The Trendelenburg position shows up in several non-surgical settings as well:

  • Central venous catheter placement. When a healthcare team needs to insert a catheter into a large vein near the neck or chest, tilting you head-down helps engorge those veins, making them easier to access and reducing the risk of air entering the bloodstream.
  • Distributing spinal anesthesia. If a spinal block doesn’t numb you high enough, the head-down tilt can help the anesthetic medication spread further up the spinal canal.
  • CT myelography. This imaging test looks for cerebrospinal fluid leaks using contrast dye injected into the spine. The Trendelenburg position helps move the dye through the spinal canal so the scan captures a complete picture.
  • Emergency treatment of shock. In cases of severe blood loss or anaphylaxis, care teams sometimes use this position to encourage blood flow back toward the heart and vital organs.

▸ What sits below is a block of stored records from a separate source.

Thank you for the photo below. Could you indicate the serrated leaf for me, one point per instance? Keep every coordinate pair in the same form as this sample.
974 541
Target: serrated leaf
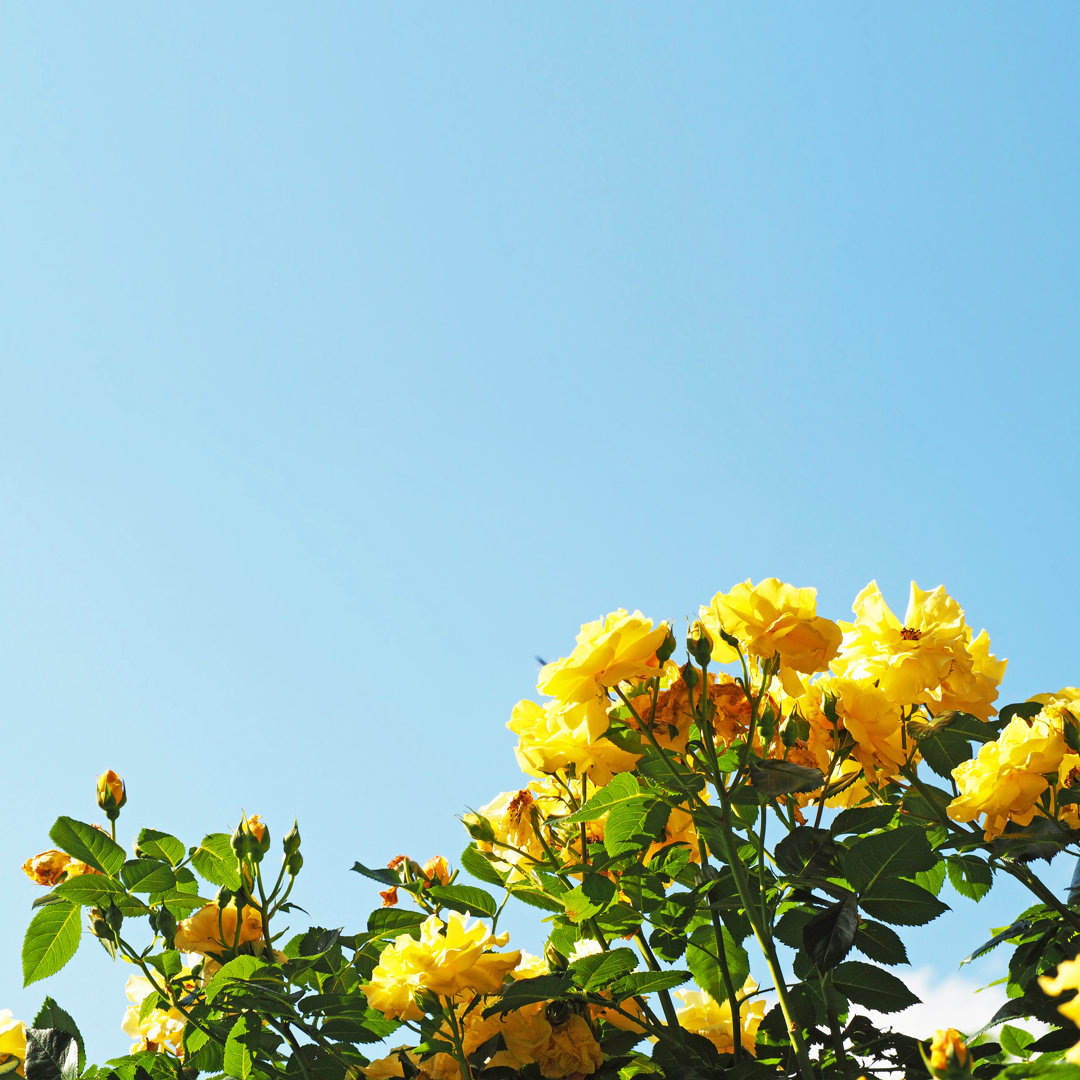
238 1057
51 940
701 958
900 852
90 845
648 982
51 1054
161 846
463 898
51 1015
828 935
873 987
475 864
215 861
901 903
598 969
622 787
147 875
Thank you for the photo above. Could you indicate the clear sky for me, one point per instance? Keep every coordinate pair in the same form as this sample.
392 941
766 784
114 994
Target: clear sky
354 354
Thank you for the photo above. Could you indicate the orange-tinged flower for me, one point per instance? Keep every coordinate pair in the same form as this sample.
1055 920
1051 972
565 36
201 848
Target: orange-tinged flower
611 650
703 1015
770 619
51 867
571 1050
212 930
1067 977
553 737
12 1040
447 959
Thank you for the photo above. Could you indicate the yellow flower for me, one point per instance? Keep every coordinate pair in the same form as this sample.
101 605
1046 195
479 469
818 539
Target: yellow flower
611 650
770 619
703 1015
160 1029
12 1040
213 930
51 867
948 1054
571 1050
447 959
927 659
551 738
1066 979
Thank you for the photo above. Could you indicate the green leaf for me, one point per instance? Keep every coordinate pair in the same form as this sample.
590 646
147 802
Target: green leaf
51 940
901 903
238 1057
463 898
475 864
648 982
50 1015
91 890
773 778
147 875
622 787
872 987
90 845
900 852
880 943
862 820
634 824
161 846
701 958
527 991
51 1054
241 968
828 935
598 969
215 861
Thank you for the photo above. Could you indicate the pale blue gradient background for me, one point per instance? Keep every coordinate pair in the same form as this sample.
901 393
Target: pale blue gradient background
355 354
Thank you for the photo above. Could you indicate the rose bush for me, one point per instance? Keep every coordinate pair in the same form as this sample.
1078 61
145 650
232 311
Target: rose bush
680 828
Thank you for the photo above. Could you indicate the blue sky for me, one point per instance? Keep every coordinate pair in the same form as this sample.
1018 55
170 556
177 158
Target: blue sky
355 355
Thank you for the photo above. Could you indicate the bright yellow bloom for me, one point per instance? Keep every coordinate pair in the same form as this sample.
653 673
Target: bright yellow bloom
927 659
12 1040
160 1030
552 737
51 867
702 1015
769 619
1066 979
212 930
447 959
948 1054
610 650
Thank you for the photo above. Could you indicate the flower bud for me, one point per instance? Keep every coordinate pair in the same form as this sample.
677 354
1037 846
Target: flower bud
111 794
477 826
948 1056
292 841
699 645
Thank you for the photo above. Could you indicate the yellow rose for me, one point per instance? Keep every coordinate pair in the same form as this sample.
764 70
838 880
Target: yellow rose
703 1015
948 1054
611 650
51 867
160 1029
447 959
12 1040
571 1050
770 619
551 738
213 930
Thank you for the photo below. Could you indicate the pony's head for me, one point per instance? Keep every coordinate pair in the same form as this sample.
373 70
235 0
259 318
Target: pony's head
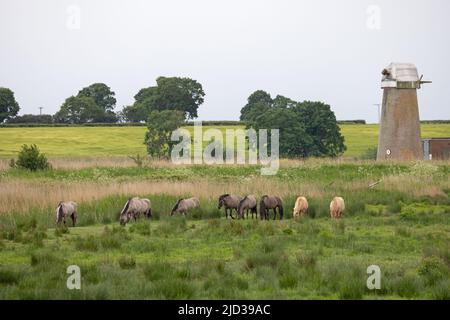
263 209
239 209
59 213
222 200
124 216
175 208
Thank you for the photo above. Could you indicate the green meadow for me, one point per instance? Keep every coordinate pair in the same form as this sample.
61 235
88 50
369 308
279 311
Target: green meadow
401 225
125 141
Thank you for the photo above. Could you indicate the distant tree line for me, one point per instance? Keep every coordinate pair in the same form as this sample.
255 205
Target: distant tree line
96 104
307 128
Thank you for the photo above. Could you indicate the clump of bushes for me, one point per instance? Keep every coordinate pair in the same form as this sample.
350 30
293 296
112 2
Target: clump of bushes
111 238
127 262
30 158
370 154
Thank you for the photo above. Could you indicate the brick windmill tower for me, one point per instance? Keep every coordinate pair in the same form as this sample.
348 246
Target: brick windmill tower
399 137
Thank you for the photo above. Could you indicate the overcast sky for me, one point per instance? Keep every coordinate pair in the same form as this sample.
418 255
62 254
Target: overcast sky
332 51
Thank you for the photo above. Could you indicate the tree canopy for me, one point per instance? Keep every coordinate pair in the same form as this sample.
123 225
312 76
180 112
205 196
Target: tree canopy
94 103
170 93
79 110
306 128
8 104
160 125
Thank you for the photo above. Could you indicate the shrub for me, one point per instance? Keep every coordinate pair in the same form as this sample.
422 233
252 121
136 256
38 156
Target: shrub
127 262
30 158
9 276
370 154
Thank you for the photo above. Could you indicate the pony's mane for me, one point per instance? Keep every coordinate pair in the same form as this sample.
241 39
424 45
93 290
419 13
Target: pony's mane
176 205
127 205
243 200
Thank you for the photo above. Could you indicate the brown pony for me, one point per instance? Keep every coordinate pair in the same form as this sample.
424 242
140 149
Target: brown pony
270 202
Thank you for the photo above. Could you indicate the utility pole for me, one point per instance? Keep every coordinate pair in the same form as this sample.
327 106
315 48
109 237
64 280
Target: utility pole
379 115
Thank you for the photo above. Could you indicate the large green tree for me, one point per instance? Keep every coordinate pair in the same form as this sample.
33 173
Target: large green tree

How Well It Works for Shock

Using the Trendelenburg position to treat low blood pressure or shock is one of its oldest and most recognized applications, but the evidence is more nuanced than many people assume. A meta-analysis that pooled data from 13 studies (246 participants) found that tilting a person head-down increased blood pressure and boosted cardiac output by about 9% (roughly 0.35 liters per minute) within the first minute. That sounds promising, but the effect faded quickly. Between two and ten minutes, the boost in cardiac output dropped to just 4%, or about 0.14 liters per minute above baseline.

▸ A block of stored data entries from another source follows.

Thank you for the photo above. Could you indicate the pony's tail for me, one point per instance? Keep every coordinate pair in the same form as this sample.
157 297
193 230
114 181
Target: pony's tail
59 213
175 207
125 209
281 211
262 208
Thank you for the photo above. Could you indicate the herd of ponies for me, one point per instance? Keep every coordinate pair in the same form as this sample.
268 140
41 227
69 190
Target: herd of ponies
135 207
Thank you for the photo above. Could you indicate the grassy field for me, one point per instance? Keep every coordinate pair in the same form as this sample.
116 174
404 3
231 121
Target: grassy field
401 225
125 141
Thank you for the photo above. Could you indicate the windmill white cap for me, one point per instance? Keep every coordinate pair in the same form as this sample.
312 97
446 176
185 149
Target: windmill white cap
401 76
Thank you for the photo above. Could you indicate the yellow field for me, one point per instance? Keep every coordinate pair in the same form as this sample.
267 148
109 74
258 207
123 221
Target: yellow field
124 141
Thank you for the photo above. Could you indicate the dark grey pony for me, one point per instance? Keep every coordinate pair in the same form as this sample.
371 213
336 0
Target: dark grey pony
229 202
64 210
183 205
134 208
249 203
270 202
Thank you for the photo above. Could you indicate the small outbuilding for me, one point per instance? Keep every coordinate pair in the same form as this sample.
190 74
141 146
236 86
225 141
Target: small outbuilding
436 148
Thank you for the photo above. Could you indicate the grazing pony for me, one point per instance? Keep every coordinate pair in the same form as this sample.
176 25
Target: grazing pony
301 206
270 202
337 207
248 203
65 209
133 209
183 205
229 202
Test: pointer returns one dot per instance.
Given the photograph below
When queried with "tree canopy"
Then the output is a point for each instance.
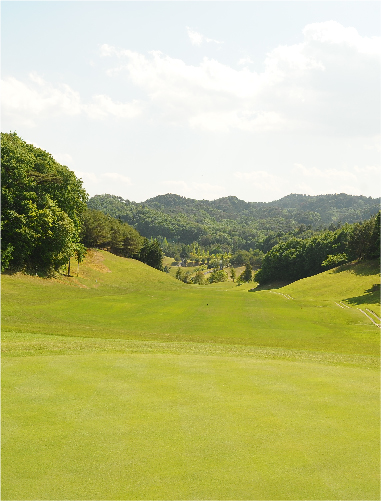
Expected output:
(42, 205)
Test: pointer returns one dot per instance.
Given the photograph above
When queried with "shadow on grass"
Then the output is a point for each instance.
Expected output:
(266, 287)
(370, 296)
(361, 268)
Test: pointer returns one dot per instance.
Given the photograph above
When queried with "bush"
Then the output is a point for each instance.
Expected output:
(217, 276)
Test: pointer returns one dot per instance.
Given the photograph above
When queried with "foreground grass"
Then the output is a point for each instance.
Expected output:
(153, 425)
(124, 383)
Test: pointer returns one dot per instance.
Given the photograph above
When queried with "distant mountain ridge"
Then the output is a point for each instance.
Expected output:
(232, 222)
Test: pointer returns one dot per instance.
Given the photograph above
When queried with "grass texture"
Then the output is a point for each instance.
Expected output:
(123, 383)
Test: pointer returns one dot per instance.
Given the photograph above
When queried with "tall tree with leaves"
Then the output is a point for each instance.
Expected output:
(42, 206)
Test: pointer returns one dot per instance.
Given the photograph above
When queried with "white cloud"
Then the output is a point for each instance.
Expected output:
(38, 98)
(63, 158)
(103, 106)
(197, 39)
(328, 83)
(244, 61)
(310, 181)
(105, 178)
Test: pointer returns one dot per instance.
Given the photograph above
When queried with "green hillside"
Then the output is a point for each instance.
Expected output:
(124, 383)
(233, 223)
(115, 297)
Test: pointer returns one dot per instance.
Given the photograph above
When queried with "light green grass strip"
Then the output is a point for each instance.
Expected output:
(25, 344)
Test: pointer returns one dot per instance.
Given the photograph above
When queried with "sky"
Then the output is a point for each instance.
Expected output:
(255, 99)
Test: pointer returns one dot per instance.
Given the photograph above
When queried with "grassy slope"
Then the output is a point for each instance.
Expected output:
(106, 394)
(121, 298)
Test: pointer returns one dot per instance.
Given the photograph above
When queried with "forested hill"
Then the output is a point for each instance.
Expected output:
(304, 209)
(233, 224)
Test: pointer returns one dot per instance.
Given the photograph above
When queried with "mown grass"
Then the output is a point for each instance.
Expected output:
(180, 426)
(136, 302)
(124, 383)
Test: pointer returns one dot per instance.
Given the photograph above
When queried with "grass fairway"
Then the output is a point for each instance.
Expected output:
(130, 385)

By comparison, a simpler technique called passive leg raising, where you keep the person flat and just lift their legs, produced a more sustained increase in blood flow. Both approaches raised cardiac output initially, but only passive leg raising maintained that improvement beyond the first minute or two. Because of this, many clinicians now consider passive leg raising the better first-line option for someone who may be losing blood volume. The Trendelenburg position is still used, but it’s no longer considered the go-to intervention it once was.

What It Feels Like as a Patient

If you’re placed in the Trendelenburg position during surgery, you’ll almost certainly be under general anesthesia and won’t feel the tilt at all. For shorter procedures or catheter placements done under local anesthesia, the sensation is a bit like lying on a ramp with your head at the low end. You may feel pressure in your head or face, and your face might look flushed or slightly swollen afterward. This is normal and resolves quickly once you’re returned to a flat or upright position.

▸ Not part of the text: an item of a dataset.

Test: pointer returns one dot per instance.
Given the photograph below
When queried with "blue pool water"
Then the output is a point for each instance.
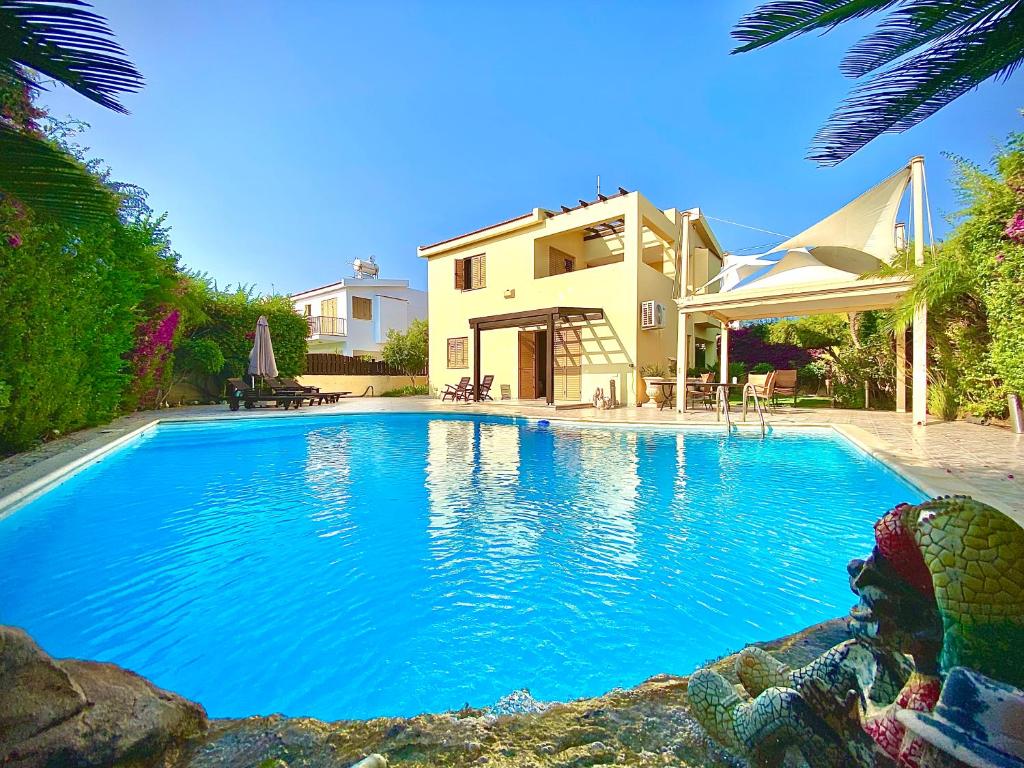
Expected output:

The head-down tilt shifts blood and pressure toward the upper body, which increases pressure inside the skull and behind the eyes. For a healthy person undergoing a short procedure, this is generally well tolerated. However, prolonged time in the position, particularly the steep version used in robotic surgery, can lead to facial swelling, sore throat from airway pressure changes, and temporary visual changes. Surgical teams monitor these effects closely during longer operations and return patients to a flat position as soon as possible after the procedure ends.

Who Should Avoid It

Because the position increases pressure in the head and eyes, it’s not suitable for everyone. People with conditions that make them vulnerable to pressure changes, such as glaucoma, increased pressure inside the skull, or recent head or eye injuries, are generally not placed in the Trendelenburg position. The same applies to people with severe heart failure, since the sudden increase in blood returning to the heart can overload a heart that’s already struggling to pump effectively. Patients with significant respiratory problems may also have difficulty breathing head-down, because the weight of abdominal organs pressing against the diaphragm makes it harder for the lungs to expand fully.

Your surgical or medical team will evaluate these risks before using the position. If you know you have any of these conditions and are scheduled for a procedure that might involve the Trendelenburg position, it’s worth mentioning them during your pre-procedure consultation so the team can plan accordingly.